Residents in the area surrounding Melrose Street below 10th Avenue have been dealing with issues of traffic control, heavy equipment tearing up the roadway and sheer noise for the past few months. It’s the current phase of the City of Port Alberni’s project to separate storm and sewer lines in the neighbourhood.
Rob Dickinson is the city Director of Engineering for Public Works. Dickinson said many of the existing pipes in the Melrose Street network are old and in poor condition, and will have to be replaced. Others are still usable.
“We use the existing pipes as storm, because it is of higher capacity,” the explained. “The new pipe we are installing is actually the sanitary/sewer. Then we connect that to our pumping stations.”
Currently, rainwater collects with local sewage and flows across the harbour to the lagoon on the other side of the Somass River in a common drainage system. Partly due to the age of the system, in the event of major rainfall, sewage overflow at numerous sites along the harbour has become common.
Artist Astrid Johnson works at home and operates DRAW Gallery in her house at the corner of Eighth Avenue and Melrose. From her front porch, she is looking directly at the massive collection of pipe, fittings and excavation equipment in the utility (or “Melrose”) park across the street.
Johnson said the crew started digging one block below her, at Sixth Avenue. That work took one week, then they moved up to her block.
“I figured it would take a week to do my block, then they would move on,” she said. “This is the third month now. It only took a week to do my block, but they’re still here. The street is still blocked off.”

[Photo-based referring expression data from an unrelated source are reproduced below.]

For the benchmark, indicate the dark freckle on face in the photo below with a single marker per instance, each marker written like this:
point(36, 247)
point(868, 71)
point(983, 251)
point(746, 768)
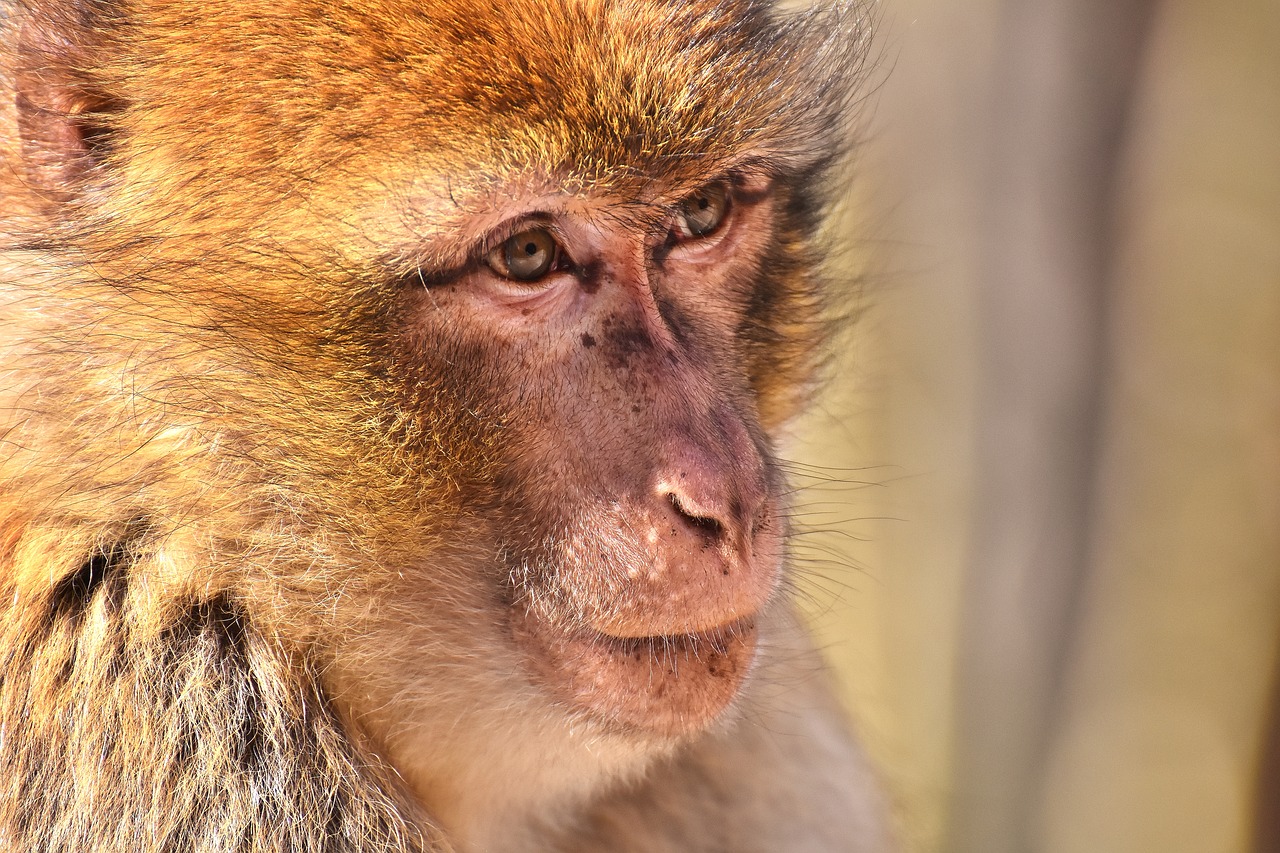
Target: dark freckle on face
point(589, 277)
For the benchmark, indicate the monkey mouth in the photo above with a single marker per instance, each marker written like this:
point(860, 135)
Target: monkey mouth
point(668, 684)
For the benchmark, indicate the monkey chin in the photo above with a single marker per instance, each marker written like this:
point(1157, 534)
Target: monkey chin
point(666, 687)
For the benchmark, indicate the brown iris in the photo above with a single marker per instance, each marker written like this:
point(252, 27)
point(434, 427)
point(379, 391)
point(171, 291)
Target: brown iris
point(526, 256)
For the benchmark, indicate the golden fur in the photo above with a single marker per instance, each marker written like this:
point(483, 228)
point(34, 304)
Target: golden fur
point(210, 487)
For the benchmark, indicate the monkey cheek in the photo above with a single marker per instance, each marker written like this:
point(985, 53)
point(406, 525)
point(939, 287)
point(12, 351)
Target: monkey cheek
point(667, 687)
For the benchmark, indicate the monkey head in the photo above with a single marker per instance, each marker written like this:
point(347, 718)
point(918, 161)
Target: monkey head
point(447, 340)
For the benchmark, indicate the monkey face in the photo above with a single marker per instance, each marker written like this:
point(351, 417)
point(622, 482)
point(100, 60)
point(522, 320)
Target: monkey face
point(438, 347)
point(632, 497)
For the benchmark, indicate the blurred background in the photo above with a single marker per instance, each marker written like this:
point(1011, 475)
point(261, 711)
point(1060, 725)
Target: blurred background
point(1042, 488)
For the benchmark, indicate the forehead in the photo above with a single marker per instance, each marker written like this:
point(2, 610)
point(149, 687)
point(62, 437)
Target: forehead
point(594, 91)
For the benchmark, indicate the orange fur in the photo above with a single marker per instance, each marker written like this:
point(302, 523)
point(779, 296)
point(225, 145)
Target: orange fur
point(216, 507)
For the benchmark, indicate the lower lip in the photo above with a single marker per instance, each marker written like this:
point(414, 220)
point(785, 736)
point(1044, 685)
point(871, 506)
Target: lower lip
point(666, 685)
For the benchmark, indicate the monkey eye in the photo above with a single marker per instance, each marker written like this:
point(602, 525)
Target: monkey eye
point(526, 256)
point(702, 213)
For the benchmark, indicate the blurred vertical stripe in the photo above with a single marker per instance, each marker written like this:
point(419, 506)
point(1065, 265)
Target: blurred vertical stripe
point(1068, 391)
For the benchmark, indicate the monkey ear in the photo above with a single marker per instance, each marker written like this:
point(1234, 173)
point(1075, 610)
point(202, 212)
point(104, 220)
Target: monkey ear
point(64, 112)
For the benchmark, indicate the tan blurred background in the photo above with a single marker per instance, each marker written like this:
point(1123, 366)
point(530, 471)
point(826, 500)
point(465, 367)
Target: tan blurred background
point(1046, 477)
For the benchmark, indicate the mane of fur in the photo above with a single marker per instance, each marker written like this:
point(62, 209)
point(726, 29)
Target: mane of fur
point(191, 418)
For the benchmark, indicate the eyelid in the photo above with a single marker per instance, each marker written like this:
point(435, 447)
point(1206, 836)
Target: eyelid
point(499, 235)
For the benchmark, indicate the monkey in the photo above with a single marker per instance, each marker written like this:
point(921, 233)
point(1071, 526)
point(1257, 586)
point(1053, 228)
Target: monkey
point(389, 397)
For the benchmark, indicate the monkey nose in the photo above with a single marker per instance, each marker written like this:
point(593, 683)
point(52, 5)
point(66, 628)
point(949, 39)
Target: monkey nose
point(714, 500)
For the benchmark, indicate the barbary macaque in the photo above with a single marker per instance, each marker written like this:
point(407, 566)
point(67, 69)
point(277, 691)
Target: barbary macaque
point(388, 396)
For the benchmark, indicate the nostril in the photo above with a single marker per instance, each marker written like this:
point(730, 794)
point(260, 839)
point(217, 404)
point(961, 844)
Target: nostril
point(707, 525)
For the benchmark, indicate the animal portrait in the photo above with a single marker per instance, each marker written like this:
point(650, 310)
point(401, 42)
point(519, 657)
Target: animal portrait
point(389, 401)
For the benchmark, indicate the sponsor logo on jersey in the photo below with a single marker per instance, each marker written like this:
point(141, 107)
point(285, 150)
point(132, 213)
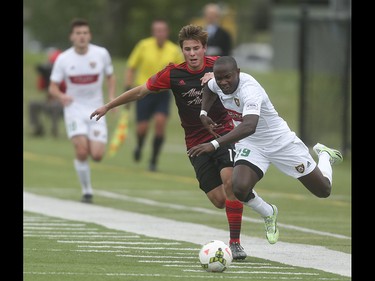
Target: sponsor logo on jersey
point(252, 106)
point(300, 168)
point(236, 116)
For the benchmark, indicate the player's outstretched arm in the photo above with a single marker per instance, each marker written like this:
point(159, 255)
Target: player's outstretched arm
point(128, 96)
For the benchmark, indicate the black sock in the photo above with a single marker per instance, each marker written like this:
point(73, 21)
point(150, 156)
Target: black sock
point(157, 143)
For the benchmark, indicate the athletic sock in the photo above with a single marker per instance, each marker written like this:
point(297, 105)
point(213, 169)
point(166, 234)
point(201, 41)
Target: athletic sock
point(84, 175)
point(259, 205)
point(325, 166)
point(140, 141)
point(234, 210)
point(157, 143)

But Johnson, like many nearby residents (including this reporter), has come to appreciate the positive aspects of the project. First of all, the fact that it is getting done. Secondly, that the workers are so considerate of residents.
“They’re great. They’re kind, they’re humorous — very nice,” she said. “They realize, in a way, that they are guests here — even though they’re doing a job they were hired to do. They’re not residents, but they’re very considerate of residents.”
Deliveries are typically accomplished on foot, and the crew is flexible about allowing access to vehicles.
“We want to assure residents that we are going to make sure the park is not being left as a mud-hole,” observed Ken Prentice of Koers Engineering, the general contractor. The work is being performed by Leuco Construction Inc., from Qualicum Beach.
Dickinson noted that the Melrose Street project will see about 1,200 metres of new pipe laid, at an initial cost of about $1.7 million. It is all part of the city’s goal to install a new sewage treatment capacity.
“Actually, we’re almost finished one — we have probably built 90 percent of it,” he said. “We have taken over the old Catalyst lagoon, which is four times the size of the old city lagoon,” he said. “To reach the current (water quality) standards, we are going to UV (use ultraviolet light treatment) the effluent after it’s gone through the lagoon.”
The treated water will be released through an outfall pipe 800 metres into the harbour. The site was selected following consultation with federal fisheries and local First Nations, Dickinson said.
Residents working on outside drainage will be required to twin their storm and sewer lines, although the pipes will probably hook up to the existing old line. Eventually, all homes will be required to twin their storm and sewer lines. But it’s going to take a long time, Dickinson warned.
“The city will be working on this for about another 50 years, at about $3 million a year.” That means installing about 1,500 metres of pipe per year, including one or two blocks per year on the Melrose Street network.